The waters surrounding Antarctica are the coldest in the world, ranging from a frosty -2°C to a comparatively balmy 10°C (28 to 50°F). That might not sound like an ideal place to make roots, and yet life in the Southern Ocean thrives – but how? Antarctic octopuses (Pareledone) might hold some answers, with researchers having discovered a key molecular change that allows the creatures to survive even in the coolest of conditions.
Enzymes, biological catalysts critical to cell function, are vulnerable to temperature – they often slow their activity in extreme cold. In determining why Antarctic octopuses can survive in freezing waters, enzymes are one of the most logical places to look; the cold reduces the rate of enzyme activity by 30 times, and yet the octopuses remain alive and well.
An inter-institutional team of researchers focused on one of the most important enzymes in the nervous system – the sodium-potassium ion pump. This protein sits within the cellular membrane, pumping sodium ions out of the cell and bringing potassium ions in, a process critical to bringing neurons back to “rest” after activity.
Previous research from the team had found that in the cold, sodium-potassium ion pumps slowed down far less in Antarctic octopuses than in those found in more temperate waters, suggesting that there may be molecular differences – aka mutations – in the pumps that have allowed the Antarctic species to function in colder waters.
When investigating differences in proteins, the key place to look is the amino acid structure – these are the building blocks of proteins. The team examined the amino acid structure of the sodium-potassium ion pump in both Antarctic octopuses and Octopus bimaculatus, a temperate-living species.
Although the pumps were largely the same, there were some differences between the two. To figure out which of these amino acid alterations played a role in adaptation to the cold, the researchers did some molecular jiggling around. They transferred the uniquely Antarctic amino acids into the temperate octopus’ pump, tested for cold tolerance, removed the changes, and tested again.
Through this process, the team discovered 12 mutations that conferred cold tolerance, although one change contributed a fair bit more to this than the others – the 314th amino acid in the Pareledone sodium-potassium ion pump, which was a leucine.
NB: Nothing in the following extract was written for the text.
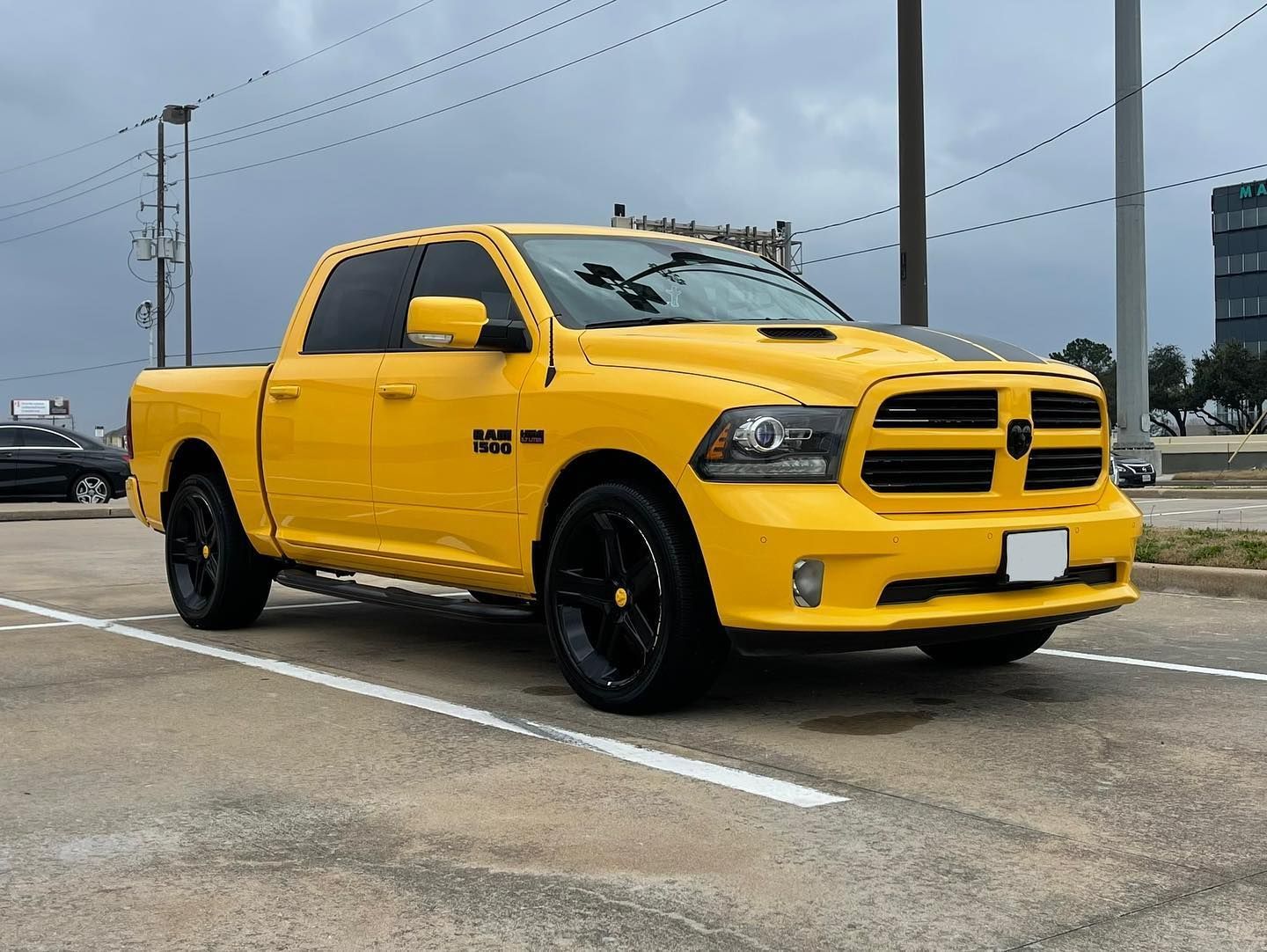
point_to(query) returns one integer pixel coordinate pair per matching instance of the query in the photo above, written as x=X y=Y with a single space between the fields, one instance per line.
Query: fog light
x=808 y=583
The researchers believe that this change affects how part of the pump moves against the membrane; they think that it could reduce drag, which in turn allows the pump to work more quickly. “It makes sense to us” that the interface between the protein and the membrane would be a site for such adaptations, said study author Miguel Holmgren in a statement. “Once we have studied more membrane proteins, I think we will see more examples of this.”
The study is published in Proceedings of the National Academy of Sciences.